Midnight Sky said:
I've displayed my talent for poetry at least twice here.
It's old stuff. I haven't written anything new in about 5 years. Lyrics come to my mind all the time, but I don't write them down.
There's no motivation.
In order for anything I want to do, or used to be to be worth it, people have to think I'm worth it. That's not really happening and I don't like doing something that is going to get swept under the radar because I'm not a "notable" person, or popular in some way. So should see how I get treated by the modding community for Skyrim. They take nothing I offer seriously because I'm not a famous mod author. It's very very debilitating.
This also happens at work, and I get this from my mom a lot. If what I suggest does not "in theory" sound as if it will work.. it is dismissed automatically.
Oh yes, to quote what someone told me over facebook last year, "No one is going to care if you disappear because they don't value you".
I think I am done with this topic. There's not much more for me to say.
Sounds like negativity has got you down.
Being ignored by a modding community? I can relate, I studied games programming. I did modding for a server on zombie panic source. But people in general won't take my ideas seriously (curiously, I always find they're implemented later on).
It's sorta like this scene from Thunderbirds:
[video=youtube]
Brains proposes an airship, everyone laughs.
Then they build it.
It doesn't matter if they ignore you or not. If your idea definitely works and definitely solves the problem, you can sit smugly whilst they contort themselves trying to figure out 'some other way' (and I always love to watch people desperately try to avoid my solution in a futile effort). They will eventually fail because they aren't inclusive enough.
Then you can say 'I told you so'.
Eventually they learn (almost like dog training) to stop ignoring you and actually pay attention to what you say. You might get negative backlash, like the 'you're arrogant' comments (but to be frank if they had just listened I wouldn't have to point out how miserably they are failing their task: they are the arrogant ones because they think they can do things without including everybody).
Also, there's the 1/10 and 1/100 rule: on youtube, every 10 to 100 viewings will produce either one 'like' or one 'dislike' (10 viewings if the youtuber is popular, 100 viewings if they aren't). Which means there's a 99% of people who watch the video, but don't give an opinion. That doesn't mean to say they hated it, they may just not be bothered to voice an opinion (I can't be arsed to fight with youtube's 'log you out' system to log in to upvote one video).

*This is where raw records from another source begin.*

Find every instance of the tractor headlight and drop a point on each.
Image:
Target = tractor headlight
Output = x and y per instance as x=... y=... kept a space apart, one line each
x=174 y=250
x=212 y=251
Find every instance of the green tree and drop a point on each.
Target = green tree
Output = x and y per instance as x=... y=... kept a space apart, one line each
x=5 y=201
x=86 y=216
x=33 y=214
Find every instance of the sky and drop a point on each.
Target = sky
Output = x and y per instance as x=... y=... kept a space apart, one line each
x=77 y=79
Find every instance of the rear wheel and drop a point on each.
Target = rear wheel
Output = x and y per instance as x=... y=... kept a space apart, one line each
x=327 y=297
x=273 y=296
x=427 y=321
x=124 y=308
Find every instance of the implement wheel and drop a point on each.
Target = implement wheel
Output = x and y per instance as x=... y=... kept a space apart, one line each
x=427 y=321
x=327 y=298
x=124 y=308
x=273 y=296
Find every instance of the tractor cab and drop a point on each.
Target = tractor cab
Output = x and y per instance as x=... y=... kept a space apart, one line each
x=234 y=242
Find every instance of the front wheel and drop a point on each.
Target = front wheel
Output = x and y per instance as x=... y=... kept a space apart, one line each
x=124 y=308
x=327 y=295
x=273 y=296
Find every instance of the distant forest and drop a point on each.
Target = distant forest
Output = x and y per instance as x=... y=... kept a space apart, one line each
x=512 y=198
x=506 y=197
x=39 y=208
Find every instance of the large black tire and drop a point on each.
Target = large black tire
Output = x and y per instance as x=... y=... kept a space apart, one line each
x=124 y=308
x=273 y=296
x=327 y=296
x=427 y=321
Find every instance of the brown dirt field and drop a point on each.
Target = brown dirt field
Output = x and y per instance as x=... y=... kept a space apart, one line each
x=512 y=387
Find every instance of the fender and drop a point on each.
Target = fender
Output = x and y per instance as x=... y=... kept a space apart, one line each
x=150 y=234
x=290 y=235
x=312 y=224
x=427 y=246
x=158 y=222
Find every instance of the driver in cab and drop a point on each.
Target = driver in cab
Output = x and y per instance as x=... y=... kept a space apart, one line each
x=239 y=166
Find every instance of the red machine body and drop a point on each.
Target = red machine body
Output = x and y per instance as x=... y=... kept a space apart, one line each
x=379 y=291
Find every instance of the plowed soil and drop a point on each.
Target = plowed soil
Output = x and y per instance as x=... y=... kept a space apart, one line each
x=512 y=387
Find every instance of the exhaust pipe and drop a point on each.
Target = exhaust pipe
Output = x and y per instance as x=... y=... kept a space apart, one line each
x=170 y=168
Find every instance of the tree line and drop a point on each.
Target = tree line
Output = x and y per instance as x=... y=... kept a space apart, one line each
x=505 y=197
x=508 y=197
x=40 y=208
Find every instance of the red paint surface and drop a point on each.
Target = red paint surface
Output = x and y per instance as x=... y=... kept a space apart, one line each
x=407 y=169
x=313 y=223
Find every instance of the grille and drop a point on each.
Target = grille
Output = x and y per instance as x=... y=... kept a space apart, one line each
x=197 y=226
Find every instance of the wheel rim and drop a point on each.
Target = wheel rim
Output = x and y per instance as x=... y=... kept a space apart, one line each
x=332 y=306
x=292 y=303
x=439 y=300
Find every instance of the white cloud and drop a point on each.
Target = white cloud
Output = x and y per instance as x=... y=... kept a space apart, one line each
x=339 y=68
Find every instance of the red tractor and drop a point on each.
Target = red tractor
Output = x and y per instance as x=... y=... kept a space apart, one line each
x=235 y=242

So to speak, you might have a silent majority who appreciate your work who simply don't voice their opinion. Humans tend not to express appreciation (which is what I've found). The only way to know for sure is to stop doing something and to see if anyone panics or reacts. I went missing from a forum for a year, and when I came back, people I didn't even know were asking where I went.
So, don't worry if the popular (ad populum fallacy) people are jerkasses. Fame is short-lived. People who tread on other people to climb the ladder quickly find themselves on the bottom of it in due time. Skyrim will eventually become a defunct game in a few years time, replaced by some other game (in the same way Oblivion modding is now largely out of date).
Everything comes to pass.
As for poetry? Thomas Hardy, Simon Armitage. I particularly like their wordplay styles to convey a point of view that otherwise wouldn't make much sense (Thomas with the comment if he met a man in any other scene he wouldn't be shooting at him: that merely culture drives murder).
Poets often derive from their own personal experiences. You have fuel: make a fire.